According to Wallace’s agent, Bill Strickland, the Knicks have yet to begin formal contract negotiations with his client, but Wallace wants to return to the NBA as a member of the Knicks. He was given a physical and is expected to attend training camp on Monday and assuming the Knicks sign Wallace, he’ll make the veteran’s minimum salary of $1.7 million.
“That’s my understanding, based on his relationship with Coach (Mike) Woodson,” Strickland said.
Wallace last played in the NBA for the Boston Celtics during the 2009-10 season, which ended in a Game 7 loss to the Los Angeles Lakers, but the majority of his career was spent with the Portland Trailblazers and Detroit Pistons. He won a championship ring with Detroit in 2004 when Mike Woodson was an assistant coach there.

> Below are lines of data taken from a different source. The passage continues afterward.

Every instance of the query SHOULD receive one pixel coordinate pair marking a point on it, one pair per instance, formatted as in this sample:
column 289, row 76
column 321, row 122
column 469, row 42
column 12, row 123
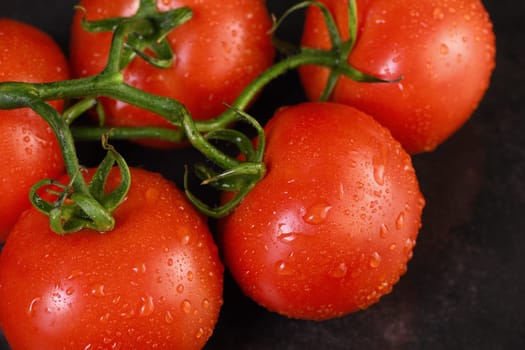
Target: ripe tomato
column 154, row 281
column 331, row 227
column 30, row 151
column 444, row 51
column 217, row 53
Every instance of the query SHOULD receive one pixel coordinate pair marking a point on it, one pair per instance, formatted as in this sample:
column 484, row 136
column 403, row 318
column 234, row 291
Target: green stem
column 65, row 140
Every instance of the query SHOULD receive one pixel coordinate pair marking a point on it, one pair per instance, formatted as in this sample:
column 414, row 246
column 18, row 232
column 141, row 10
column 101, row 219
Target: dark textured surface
column 464, row 287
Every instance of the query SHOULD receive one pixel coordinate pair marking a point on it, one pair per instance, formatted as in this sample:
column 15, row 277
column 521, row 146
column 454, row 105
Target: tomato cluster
column 328, row 230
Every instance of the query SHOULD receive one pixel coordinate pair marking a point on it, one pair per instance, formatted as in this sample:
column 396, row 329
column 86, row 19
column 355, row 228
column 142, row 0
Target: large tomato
column 29, row 149
column 443, row 50
column 331, row 227
column 155, row 281
column 217, row 53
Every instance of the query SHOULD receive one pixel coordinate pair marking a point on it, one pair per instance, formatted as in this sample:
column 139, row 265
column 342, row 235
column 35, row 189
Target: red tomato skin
column 217, row 53
column 444, row 52
column 155, row 281
column 30, row 151
column 331, row 227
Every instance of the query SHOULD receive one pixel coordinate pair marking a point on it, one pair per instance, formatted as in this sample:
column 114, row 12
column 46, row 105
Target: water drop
column 185, row 306
column 438, row 13
column 383, row 231
column 98, row 290
column 199, row 333
column 168, row 317
column 375, row 260
column 400, row 221
column 190, row 276
column 283, row 269
column 379, row 174
column 317, row 213
column 152, row 195
column 339, row 271
column 32, row 304
column 443, row 49
column 147, row 307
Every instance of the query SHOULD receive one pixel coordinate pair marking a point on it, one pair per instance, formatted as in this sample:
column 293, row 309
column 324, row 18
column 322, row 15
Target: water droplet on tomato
column 400, row 221
column 147, row 307
column 32, row 306
column 98, row 290
column 168, row 317
column 190, row 276
column 438, row 13
column 383, row 231
column 443, row 49
column 200, row 333
column 375, row 260
column 283, row 268
column 339, row 271
column 379, row 174
column 317, row 213
column 185, row 306
column 74, row 274
column 152, row 195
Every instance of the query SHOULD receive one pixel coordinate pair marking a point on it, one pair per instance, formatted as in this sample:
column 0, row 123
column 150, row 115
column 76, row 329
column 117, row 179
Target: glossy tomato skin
column 443, row 50
column 29, row 149
column 331, row 227
column 217, row 53
column 155, row 281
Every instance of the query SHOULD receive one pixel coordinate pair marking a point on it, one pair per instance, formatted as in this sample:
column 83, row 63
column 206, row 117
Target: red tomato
column 444, row 50
column 217, row 53
column 155, row 281
column 30, row 151
column 331, row 227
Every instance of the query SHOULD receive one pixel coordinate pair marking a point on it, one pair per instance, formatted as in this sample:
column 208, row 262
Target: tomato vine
column 143, row 36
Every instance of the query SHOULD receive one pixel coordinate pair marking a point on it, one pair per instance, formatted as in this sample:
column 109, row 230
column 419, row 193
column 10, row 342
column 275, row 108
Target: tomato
column 155, row 281
column 30, row 151
column 217, row 53
column 331, row 227
column 444, row 52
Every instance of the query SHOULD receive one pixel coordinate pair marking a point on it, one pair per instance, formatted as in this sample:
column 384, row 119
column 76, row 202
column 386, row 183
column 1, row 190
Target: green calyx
column 336, row 59
column 75, row 206
column 144, row 34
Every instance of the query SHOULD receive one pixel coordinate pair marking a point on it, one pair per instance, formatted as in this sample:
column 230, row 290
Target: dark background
column 465, row 285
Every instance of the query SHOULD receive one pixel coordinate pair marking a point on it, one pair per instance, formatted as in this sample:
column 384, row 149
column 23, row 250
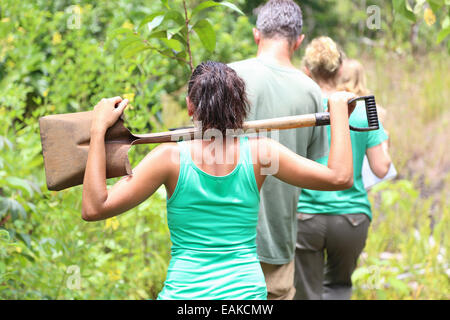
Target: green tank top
column 212, row 222
column 353, row 200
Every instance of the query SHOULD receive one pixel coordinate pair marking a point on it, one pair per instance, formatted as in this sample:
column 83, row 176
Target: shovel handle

At age 38, Wallace will likely need to get back into NBA shape, but the Knicks appear to be confident that he will be able to provide an upgrade as a defensive player who can knock down a few three-pointers.
The addition of Wallace will give the Knicks another player who is on the wrong side of thirty as Camby is 38, Jason Kidd is 39 and Thomas will turn 40 in October.
Technically, the Knicks have one guaranteed roster spot available since the Knicks signed Chris Copeland to a non-guaranteed contract. Copeland was expected to make the final roster a few weeks ago, but it appears the Knicks will be going in a different direction with the potential signing of Wallace.
Other players the Knicks could pursue for the final guaranteed roster spot are Josh Howard, who has received interest from other teams that would allow him to get more playing time and Kenyon Martin, who has yet to realize that he won’t get more than the veteran minimum.